By Charles Duhigg
Random House 2012
402 pages
Nonfiction
The Power of Habit by Charles Duhigg is an entertaining and
instructive look at how habit influences the behaviors of individuals,
organizations, and cultures. If you are seeking a self-help book that will instruct
you in how to get and maintain a good habit or get rid of a bad habit, this is
not the book to read. But it is a clear-eyed look at how habit influences every
aspect of life.
A Pulitzer Prize winner, Duhigg writes in a clear, narrative
style in keeping with his career as a reporter at the New York Times. He has
done his research, and his stories are entertaining. The section on the power
of habit in personal life was extremely engaging and made my husband and me look
at our daily activities with new eyes--the pleasure my husband gets from going
upstairs at night to a bed that he carefully made in the morning and the habit I
have of checking my email the very first thing in the morning, which is
pleasing to me because I like to get them out of the way first thing. We also
discussed the habits that we are not so proud of--the ones that drive each
other crazy. (Those I won't go into here!).
Duhigg traces back personal habits to
their origins and then looks at the ways in which those personal habits can
change. He tells the story of Tony Dungy, a pro football coach who became
convinced that the key to producing a winning team was to change players'
personal habits so that behaviors on the field would happen automatically. He
taught the team moves that would operate on a three step plan, find the cue,
change the routine, and feel the reward. Duhigg believes that to change the
habit, you must find the cue and the reward. Then you can change the routine
and change the habit. He adds one more ingredient--belief. Dungy took these
three steps, cue, routine, and reward, added in belief, and changed the makeup
of the way his team played. His team became winners because whenever they felt
the cue, they moved into the routine, and received the reward. However, it was
only when belief entered the picture that the team really became winners.
I particularly liked the chapters on corporate habits
because so many of them were very skillfully illustrated by Duhigg. He tells of
how Paul O'Neill changed one keystone habit at Alcoa Aluminum and turned the
faltering company around. Most significantly, he tells about how the climate at
Starbucks helps individual employees become responsible members of the
corporate and cultural community. There are a couple of horrifying stories
about how counterproductive keystone habits can be. For instance, the habits taught to the
employees in the London Underground were very disconnected from one another. On
the one hand, the employees knew their own jobs very well, but they didn't know
what the other employees' jobs were or how those jobs were interrelated.

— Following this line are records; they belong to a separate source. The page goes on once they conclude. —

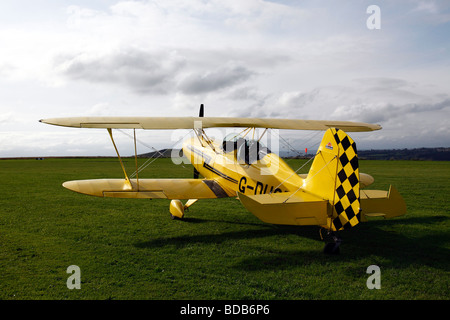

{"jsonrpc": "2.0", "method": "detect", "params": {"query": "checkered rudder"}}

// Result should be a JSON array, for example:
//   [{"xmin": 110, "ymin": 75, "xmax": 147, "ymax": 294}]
[{"xmin": 331, "ymin": 129, "xmax": 361, "ymax": 231}]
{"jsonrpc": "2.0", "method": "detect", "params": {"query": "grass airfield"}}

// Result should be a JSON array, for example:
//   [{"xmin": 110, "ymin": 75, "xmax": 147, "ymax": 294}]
[{"xmin": 0, "ymin": 158, "xmax": 450, "ymax": 300}]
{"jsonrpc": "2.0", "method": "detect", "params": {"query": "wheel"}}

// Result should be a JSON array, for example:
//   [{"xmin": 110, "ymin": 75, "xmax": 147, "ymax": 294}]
[{"xmin": 323, "ymin": 242, "xmax": 340, "ymax": 254}]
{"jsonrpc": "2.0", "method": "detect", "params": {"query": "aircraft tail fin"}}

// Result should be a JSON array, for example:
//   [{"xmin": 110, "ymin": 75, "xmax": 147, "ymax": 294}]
[{"xmin": 302, "ymin": 128, "xmax": 361, "ymax": 231}]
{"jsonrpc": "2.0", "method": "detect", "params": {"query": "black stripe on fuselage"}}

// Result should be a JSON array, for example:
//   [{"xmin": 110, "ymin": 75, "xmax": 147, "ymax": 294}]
[{"xmin": 189, "ymin": 145, "xmax": 238, "ymax": 184}]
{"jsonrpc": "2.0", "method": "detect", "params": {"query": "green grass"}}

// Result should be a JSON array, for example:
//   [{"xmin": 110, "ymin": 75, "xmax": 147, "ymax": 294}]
[{"xmin": 0, "ymin": 159, "xmax": 450, "ymax": 300}]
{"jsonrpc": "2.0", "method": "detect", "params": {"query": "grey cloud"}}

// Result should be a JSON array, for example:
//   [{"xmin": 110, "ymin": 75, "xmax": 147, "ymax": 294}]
[
  {"xmin": 56, "ymin": 49, "xmax": 184, "ymax": 94},
  {"xmin": 178, "ymin": 64, "xmax": 254, "ymax": 94},
  {"xmin": 333, "ymin": 99, "xmax": 450, "ymax": 123}
]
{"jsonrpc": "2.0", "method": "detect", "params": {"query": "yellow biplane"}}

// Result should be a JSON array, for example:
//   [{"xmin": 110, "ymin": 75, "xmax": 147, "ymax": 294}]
[{"xmin": 40, "ymin": 105, "xmax": 406, "ymax": 253}]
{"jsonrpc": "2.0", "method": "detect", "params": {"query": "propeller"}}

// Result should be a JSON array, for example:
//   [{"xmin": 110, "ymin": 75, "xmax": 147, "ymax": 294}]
[{"xmin": 194, "ymin": 103, "xmax": 204, "ymax": 179}]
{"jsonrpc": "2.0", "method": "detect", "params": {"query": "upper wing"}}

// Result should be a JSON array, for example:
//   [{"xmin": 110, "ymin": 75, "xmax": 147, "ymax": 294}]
[
  {"xmin": 39, "ymin": 117, "xmax": 381, "ymax": 132},
  {"xmin": 63, "ymin": 179, "xmax": 235, "ymax": 199}
]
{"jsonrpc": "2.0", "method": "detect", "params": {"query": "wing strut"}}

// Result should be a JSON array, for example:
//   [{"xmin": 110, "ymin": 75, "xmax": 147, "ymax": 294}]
[
  {"xmin": 107, "ymin": 128, "xmax": 132, "ymax": 188},
  {"xmin": 133, "ymin": 129, "xmax": 139, "ymax": 191}
]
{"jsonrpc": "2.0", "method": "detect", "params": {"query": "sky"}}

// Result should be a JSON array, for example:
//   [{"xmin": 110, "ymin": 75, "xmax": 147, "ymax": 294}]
[{"xmin": 0, "ymin": 0, "xmax": 450, "ymax": 157}]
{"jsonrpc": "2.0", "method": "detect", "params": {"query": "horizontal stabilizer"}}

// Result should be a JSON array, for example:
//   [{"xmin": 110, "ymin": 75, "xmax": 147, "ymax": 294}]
[
  {"xmin": 238, "ymin": 191, "xmax": 328, "ymax": 225},
  {"xmin": 360, "ymin": 186, "xmax": 406, "ymax": 221}
]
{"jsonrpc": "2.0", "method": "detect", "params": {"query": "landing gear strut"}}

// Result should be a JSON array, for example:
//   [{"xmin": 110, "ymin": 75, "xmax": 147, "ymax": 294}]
[{"xmin": 320, "ymin": 230, "xmax": 342, "ymax": 254}]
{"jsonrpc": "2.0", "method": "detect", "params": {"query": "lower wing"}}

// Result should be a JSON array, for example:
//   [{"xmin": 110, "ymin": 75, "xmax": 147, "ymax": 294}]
[{"xmin": 63, "ymin": 179, "xmax": 235, "ymax": 199}]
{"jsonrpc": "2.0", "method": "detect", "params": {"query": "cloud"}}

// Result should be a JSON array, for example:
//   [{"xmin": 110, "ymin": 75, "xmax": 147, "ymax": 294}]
[
  {"xmin": 178, "ymin": 63, "xmax": 254, "ymax": 94},
  {"xmin": 55, "ymin": 48, "xmax": 184, "ymax": 94}
]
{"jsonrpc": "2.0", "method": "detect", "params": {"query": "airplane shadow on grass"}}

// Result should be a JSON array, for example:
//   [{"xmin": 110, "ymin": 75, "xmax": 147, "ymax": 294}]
[{"xmin": 135, "ymin": 216, "xmax": 450, "ymax": 271}]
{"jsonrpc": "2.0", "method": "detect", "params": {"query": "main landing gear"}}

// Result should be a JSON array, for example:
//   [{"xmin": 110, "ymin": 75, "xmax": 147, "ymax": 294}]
[{"xmin": 320, "ymin": 229, "xmax": 342, "ymax": 254}]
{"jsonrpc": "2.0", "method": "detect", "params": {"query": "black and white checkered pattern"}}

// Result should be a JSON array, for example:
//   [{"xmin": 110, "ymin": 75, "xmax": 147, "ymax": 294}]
[{"xmin": 332, "ymin": 129, "xmax": 361, "ymax": 231}]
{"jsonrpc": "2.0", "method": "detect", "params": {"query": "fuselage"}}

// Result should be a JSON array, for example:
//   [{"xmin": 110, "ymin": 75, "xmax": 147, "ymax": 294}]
[{"xmin": 183, "ymin": 137, "xmax": 303, "ymax": 195}]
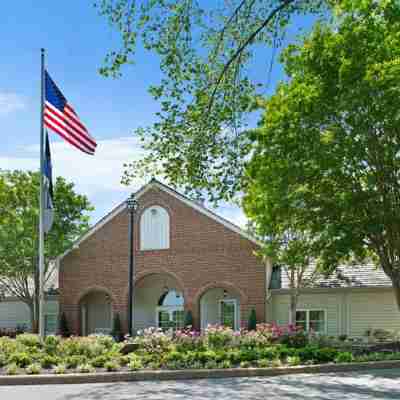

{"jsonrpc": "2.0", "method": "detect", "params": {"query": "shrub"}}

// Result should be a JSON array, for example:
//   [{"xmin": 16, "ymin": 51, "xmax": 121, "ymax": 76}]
[
  {"xmin": 271, "ymin": 358, "xmax": 282, "ymax": 368},
  {"xmin": 44, "ymin": 335, "xmax": 61, "ymax": 354},
  {"xmin": 315, "ymin": 347, "xmax": 338, "ymax": 363},
  {"xmin": 240, "ymin": 349, "xmax": 259, "ymax": 361},
  {"xmin": 338, "ymin": 335, "xmax": 347, "ymax": 342},
  {"xmin": 128, "ymin": 358, "xmax": 143, "ymax": 371},
  {"xmin": 0, "ymin": 353, "xmax": 7, "ymax": 368},
  {"xmin": 204, "ymin": 360, "xmax": 218, "ymax": 369},
  {"xmin": 279, "ymin": 331, "xmax": 308, "ymax": 349},
  {"xmin": 7, "ymin": 352, "xmax": 32, "ymax": 368},
  {"xmin": 65, "ymin": 355, "xmax": 87, "ymax": 368},
  {"xmin": 111, "ymin": 313, "xmax": 124, "ymax": 342},
  {"xmin": 225, "ymin": 349, "xmax": 241, "ymax": 364},
  {"xmin": 220, "ymin": 360, "xmax": 232, "ymax": 368},
  {"xmin": 6, "ymin": 364, "xmax": 19, "ymax": 375},
  {"xmin": 197, "ymin": 350, "xmax": 217, "ymax": 364},
  {"xmin": 77, "ymin": 363, "xmax": 94, "ymax": 374},
  {"xmin": 40, "ymin": 355, "xmax": 60, "ymax": 369},
  {"xmin": 91, "ymin": 355, "xmax": 109, "ymax": 368},
  {"xmin": 104, "ymin": 360, "xmax": 119, "ymax": 372},
  {"xmin": 247, "ymin": 308, "xmax": 257, "ymax": 331},
  {"xmin": 204, "ymin": 325, "xmax": 237, "ymax": 349},
  {"xmin": 286, "ymin": 356, "xmax": 301, "ymax": 367},
  {"xmin": 335, "ymin": 351, "xmax": 354, "ymax": 363},
  {"xmin": 15, "ymin": 333, "xmax": 41, "ymax": 348},
  {"xmin": 95, "ymin": 335, "xmax": 115, "ymax": 350},
  {"xmin": 260, "ymin": 347, "xmax": 278, "ymax": 360},
  {"xmin": 54, "ymin": 364, "xmax": 67, "ymax": 375},
  {"xmin": 25, "ymin": 363, "xmax": 42, "ymax": 375},
  {"xmin": 58, "ymin": 313, "xmax": 71, "ymax": 337},
  {"xmin": 257, "ymin": 358, "xmax": 271, "ymax": 368}
]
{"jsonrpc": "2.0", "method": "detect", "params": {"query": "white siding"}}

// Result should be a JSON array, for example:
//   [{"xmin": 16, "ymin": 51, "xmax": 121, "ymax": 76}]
[
  {"xmin": 267, "ymin": 288, "xmax": 400, "ymax": 337},
  {"xmin": 0, "ymin": 299, "xmax": 58, "ymax": 329},
  {"xmin": 140, "ymin": 206, "xmax": 169, "ymax": 250},
  {"xmin": 271, "ymin": 293, "xmax": 342, "ymax": 336},
  {"xmin": 200, "ymin": 288, "xmax": 240, "ymax": 329},
  {"xmin": 348, "ymin": 290, "xmax": 400, "ymax": 336}
]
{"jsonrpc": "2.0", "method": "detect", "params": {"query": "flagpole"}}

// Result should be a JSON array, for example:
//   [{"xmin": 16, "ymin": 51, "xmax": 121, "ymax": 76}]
[{"xmin": 38, "ymin": 49, "xmax": 45, "ymax": 339}]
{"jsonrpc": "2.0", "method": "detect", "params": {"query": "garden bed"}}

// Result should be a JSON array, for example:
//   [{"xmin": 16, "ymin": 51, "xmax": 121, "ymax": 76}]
[{"xmin": 0, "ymin": 324, "xmax": 400, "ymax": 375}]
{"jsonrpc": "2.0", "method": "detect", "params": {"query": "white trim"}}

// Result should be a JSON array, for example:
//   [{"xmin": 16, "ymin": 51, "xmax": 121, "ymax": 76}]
[
  {"xmin": 156, "ymin": 306, "xmax": 185, "ymax": 329},
  {"xmin": 289, "ymin": 308, "xmax": 328, "ymax": 335},
  {"xmin": 56, "ymin": 179, "xmax": 260, "ymax": 263},
  {"xmin": 218, "ymin": 299, "xmax": 239, "ymax": 331}
]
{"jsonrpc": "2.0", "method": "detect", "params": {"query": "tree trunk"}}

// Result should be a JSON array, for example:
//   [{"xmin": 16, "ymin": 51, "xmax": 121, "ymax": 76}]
[
  {"xmin": 32, "ymin": 257, "xmax": 39, "ymax": 333},
  {"xmin": 289, "ymin": 290, "xmax": 299, "ymax": 326},
  {"xmin": 392, "ymin": 279, "xmax": 400, "ymax": 310},
  {"xmin": 25, "ymin": 300, "xmax": 36, "ymax": 333}
]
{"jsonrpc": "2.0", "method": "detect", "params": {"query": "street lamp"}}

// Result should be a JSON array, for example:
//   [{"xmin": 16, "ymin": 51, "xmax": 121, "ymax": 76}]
[{"xmin": 126, "ymin": 193, "xmax": 138, "ymax": 336}]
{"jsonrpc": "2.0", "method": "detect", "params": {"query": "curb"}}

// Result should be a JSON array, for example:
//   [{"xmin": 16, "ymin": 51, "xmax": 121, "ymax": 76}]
[{"xmin": 0, "ymin": 360, "xmax": 400, "ymax": 386}]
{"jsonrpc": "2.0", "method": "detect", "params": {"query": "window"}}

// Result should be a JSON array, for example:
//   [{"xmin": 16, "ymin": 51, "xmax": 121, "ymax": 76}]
[
  {"xmin": 157, "ymin": 290, "xmax": 185, "ymax": 330},
  {"xmin": 140, "ymin": 206, "xmax": 169, "ymax": 250},
  {"xmin": 44, "ymin": 314, "xmax": 58, "ymax": 335},
  {"xmin": 220, "ymin": 300, "xmax": 236, "ymax": 329},
  {"xmin": 269, "ymin": 265, "xmax": 282, "ymax": 289},
  {"xmin": 296, "ymin": 310, "xmax": 326, "ymax": 333}
]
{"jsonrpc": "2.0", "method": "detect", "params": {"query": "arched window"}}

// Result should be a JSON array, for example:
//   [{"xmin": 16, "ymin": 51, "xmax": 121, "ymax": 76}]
[
  {"xmin": 156, "ymin": 290, "xmax": 185, "ymax": 330},
  {"xmin": 140, "ymin": 206, "xmax": 169, "ymax": 250}
]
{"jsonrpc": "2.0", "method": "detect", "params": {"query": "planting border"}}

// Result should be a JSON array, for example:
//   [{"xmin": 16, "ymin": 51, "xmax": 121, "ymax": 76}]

So,
when a small fire began in one of the underground stations, everyone continued
to do his/her own jobs, without taking any personal responsibility, and a huge
fire erupted which killed several people.
One of the major strengths of the book are the stories. One
amazing story line is about how Target figures out its' customers buying habits. For instance, their technology can tell when a woman is pregnant--before she tells anyone--and target
(no pun intended) ads to fit her condition. They determine probable purchases
because of subtle changes in shopping habits.
The reviewer in the New York Times had a criticism of The Power of Habit. He says, "The point is that habitual behaviors come in many
different forms, and squeezing them into one framework misses some of the
nuances of how to change behavior effectively. In recent years social
psychologists have developed many effective interventions to help people
improve their lives, only some of which involve breaking bad habits in the way
Duhigg describes." Duhigg's framework of cue, routine, reward may be too
small a framework.
I asked my husband what he learned most from The Power of
Habit. He said that he hadn't realized how much of life was dictated by habit.
He thought that he could identify the good and bad habits in his life, but now
he realizes that habit is everywhere in his life and the lives of the people,
the companies, and the culture around him.
I tried to hone in on a few personal habits that I am not
proud of and consider my options regarding those habits. I have had to chuckle
at myself. I am trying to keep a food diary in the weeks before I visit the
doctor in January. I am using an app called My
Fitness Pal. I have had to "do over" using this app several times
over the last several months because I stop using it when I have a day when I
want to eat something that I don't want to keep track of and have it show up on
my food log. I don't want to look at the daily calorie count on the days when
it is going to go over what I have allotted for myself. Denial is one of the
weak sisters of habit.
My husband and I read this book together and it engendered a
great deal of conversation. Sometimes we had to pull ourselves away from the breakfast
table and begin our day. Reading together has become one of the enjoyable
habits that we have created as a couple.
Duhigg closes The Power of Habit
by writing "If you believe you
can change--if you make it habit--the change becomes real. This is the power of
habit: the insight that your habits are what you choose them to be. Once that
choice occurs--and becomes automatic, habitual--it's not only real, it starts
to seem inevitable, the thing, as (William) James wrote, that bears "us
irresistibly toward our destiny, whatever the latter may be."
The Power of Habit comes out in paperback on January 4. It
is a thought-provoking, highly enjoyable book. We both can recommend it.